The LinkedIn paper on robust batch-level routing is especially clear: per-query routing looks fine in theory, but breaks down when you care about batch budgets, hardware limits, and adversarial mixes of requests [1]. Their batch-level optimization outperformed per-query routing by up to 24% under adversarial batching, while explicitly respecting cost and capacity constraints [1].
That matters because real products don't serve isolated benchmark requests. They serve bursts. Launch spikes. Weekly reports. Classroom deadlines. Monday morning support queues.
A good mental model is this:
| Routing style | What it optimizes | Where it breaks |
|---|---|---|
| Per-query routing | Local best guess | Ignores batch effects |
| Batch-level routing | Global batch utility | More system complexity |
| Cache-aware routing | Context reuse + latency | Needs accurate cache state |
The community example from Ranvier makes this concrete. Their argument is simple: if GPU-1 already holds the useful prefix and GPU-2 does not, round-robin routing is just burning money. They report big improvements in cache hit rate and P99 latency by routing based on token prefix rather than generic load balancing [5]. That's a community source, so I treat it as illustrative, not foundational, but it matches the academic direction well.
What does a practical inference workflow look like?
A practical inference workflow layers caching, batching, and routing so each one reinforces the others. The best systems first try to reuse work, then batch compatible requests efficiently, and finally route remaining work according to quality, budget, and capacity constraints [1][2][3].

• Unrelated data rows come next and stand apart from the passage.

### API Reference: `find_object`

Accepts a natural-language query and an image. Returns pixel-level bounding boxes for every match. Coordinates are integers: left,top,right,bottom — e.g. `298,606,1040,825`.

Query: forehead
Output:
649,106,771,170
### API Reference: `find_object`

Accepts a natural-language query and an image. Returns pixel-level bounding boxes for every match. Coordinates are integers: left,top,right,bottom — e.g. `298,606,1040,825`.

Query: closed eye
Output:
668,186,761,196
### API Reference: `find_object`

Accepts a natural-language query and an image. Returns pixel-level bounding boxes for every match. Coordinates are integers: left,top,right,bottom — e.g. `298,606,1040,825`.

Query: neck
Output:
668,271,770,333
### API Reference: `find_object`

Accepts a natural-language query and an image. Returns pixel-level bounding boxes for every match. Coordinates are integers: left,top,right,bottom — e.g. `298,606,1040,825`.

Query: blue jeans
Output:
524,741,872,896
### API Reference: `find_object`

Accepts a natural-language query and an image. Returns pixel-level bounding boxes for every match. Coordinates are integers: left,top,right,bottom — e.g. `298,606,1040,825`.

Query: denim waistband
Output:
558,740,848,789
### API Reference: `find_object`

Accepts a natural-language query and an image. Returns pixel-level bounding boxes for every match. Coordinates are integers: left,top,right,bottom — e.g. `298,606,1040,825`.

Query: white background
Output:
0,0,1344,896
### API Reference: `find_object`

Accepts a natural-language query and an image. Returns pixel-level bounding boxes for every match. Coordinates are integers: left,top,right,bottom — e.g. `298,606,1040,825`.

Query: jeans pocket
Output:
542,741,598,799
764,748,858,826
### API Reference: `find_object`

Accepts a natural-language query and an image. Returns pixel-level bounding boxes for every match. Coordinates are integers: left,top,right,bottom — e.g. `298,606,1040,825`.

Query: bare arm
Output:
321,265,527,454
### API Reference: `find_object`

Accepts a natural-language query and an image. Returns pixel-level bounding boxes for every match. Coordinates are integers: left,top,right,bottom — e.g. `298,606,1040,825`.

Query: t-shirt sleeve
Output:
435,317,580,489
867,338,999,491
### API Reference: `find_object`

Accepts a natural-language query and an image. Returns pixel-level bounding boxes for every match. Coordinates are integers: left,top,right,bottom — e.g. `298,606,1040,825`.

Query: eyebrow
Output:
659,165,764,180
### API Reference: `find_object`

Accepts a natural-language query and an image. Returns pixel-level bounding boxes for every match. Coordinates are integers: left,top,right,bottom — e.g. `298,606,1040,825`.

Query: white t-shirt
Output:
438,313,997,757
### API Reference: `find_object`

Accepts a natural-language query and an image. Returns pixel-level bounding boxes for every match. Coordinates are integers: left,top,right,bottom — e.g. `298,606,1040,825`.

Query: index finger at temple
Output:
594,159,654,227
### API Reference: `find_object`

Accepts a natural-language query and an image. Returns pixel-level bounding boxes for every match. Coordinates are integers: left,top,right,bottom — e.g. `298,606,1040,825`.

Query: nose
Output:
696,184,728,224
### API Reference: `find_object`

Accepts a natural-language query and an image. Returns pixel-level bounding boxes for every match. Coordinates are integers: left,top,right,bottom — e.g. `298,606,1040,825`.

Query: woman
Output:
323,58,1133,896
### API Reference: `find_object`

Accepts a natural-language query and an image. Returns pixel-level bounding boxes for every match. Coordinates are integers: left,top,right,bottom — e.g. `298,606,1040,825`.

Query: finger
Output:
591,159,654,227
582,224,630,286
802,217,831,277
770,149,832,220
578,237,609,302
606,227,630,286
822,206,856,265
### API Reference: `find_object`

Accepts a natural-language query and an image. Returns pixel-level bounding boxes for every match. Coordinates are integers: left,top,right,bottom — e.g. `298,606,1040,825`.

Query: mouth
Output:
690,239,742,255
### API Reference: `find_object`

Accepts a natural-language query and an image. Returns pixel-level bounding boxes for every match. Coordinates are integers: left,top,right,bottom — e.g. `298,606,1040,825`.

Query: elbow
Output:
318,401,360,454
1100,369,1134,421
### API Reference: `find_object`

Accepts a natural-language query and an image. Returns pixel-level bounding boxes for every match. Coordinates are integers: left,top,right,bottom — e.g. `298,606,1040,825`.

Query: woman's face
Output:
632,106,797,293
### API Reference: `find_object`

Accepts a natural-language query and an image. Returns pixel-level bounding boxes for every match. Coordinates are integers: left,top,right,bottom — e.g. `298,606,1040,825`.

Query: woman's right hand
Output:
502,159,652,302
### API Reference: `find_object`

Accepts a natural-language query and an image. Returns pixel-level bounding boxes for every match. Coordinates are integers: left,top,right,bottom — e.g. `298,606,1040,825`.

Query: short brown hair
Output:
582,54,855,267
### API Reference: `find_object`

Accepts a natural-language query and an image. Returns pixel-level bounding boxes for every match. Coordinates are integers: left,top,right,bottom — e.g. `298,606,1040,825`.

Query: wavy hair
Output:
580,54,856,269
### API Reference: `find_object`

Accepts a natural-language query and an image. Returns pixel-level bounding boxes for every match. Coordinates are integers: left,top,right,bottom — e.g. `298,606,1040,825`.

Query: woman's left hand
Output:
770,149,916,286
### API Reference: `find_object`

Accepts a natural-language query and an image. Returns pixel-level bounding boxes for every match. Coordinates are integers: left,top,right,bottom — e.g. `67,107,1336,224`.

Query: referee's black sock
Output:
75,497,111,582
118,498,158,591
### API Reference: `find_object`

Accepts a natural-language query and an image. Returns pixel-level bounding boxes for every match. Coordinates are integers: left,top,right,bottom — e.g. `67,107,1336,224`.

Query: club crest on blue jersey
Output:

If I were sketching a production playbook, it would look like this.
First, stabilize prompt structure so shared prefixes stay shared. Second, add cache-aware routing before buying more GPUs. Third, batch by compatibility, not just arrival time. Fourth, route hard requests to stronger paths only when needed. Fifth, monitor tail latency, not just average throughput.
This is also where product teams can help. You can design UX and prompt templates that increase reuse. You can separate "fast answer" paths from "deep reasoning" paths. You can make recurring workflows more structurally consistent.
And yes, this is exactly the kind of operational prompt cleanup that tools like Rephrase can support on the human side. Better-structured prompts don't just help model outputs. In many systems, they also improve the odds of cacheability and predictable routing. For more workflow ideas, the Rephrase blog is worth browsing.
The catch is that none of this feels glamorous. Caching, batching, and routing sound like implementation details. But in 2026, those details are increasingly where products win.
A model leaderboard might get the headline. The serving strategy gets the margin, the speed, and the retention. If you want an AI product that feels better than competitors using the same base models, this is where I'd start.
And if your team keeps rewriting prompts manually across tools, Rephrase is a practical way to standardize inputs faster before they hit the rest of your stack.
References
Documentation & Research
- Robust Batch-Level Query Routing for Large Language Models under Cost and Capacity Constraints - arXiv cs.LG (link)
- PackInfer: Compute- and I/O-Efficient Attention for Batched LLM Inference - arXiv cs.LG (link)
- MemBoost: A Memory-Boosted Framework for Cost-Aware LLM Inference - arXiv cs.CL (link)
- Sustainable LLM Inference using Context-Aware Model Switching - arXiv cs.LG (link)
Community Examples 5. Why Your Load Balancer Is Wasting Your GPUs - Ranvier / Hacker News (LLM) (link)
Frequently asked
What is inference optimization in LLM products?
Inference optimization is the work of making model responses faster, cheaper, and more reliable at serving time. In practice, that means improving caching, batching, routing, and memory usage rather than only changing the model itself.
How does routing improve LLM performance?
Routing sends a request to the best model or server for that specific job, based on cost, capacity, latency, or cached context. Good routing reduces waste and protects tail latency while preserving output quality.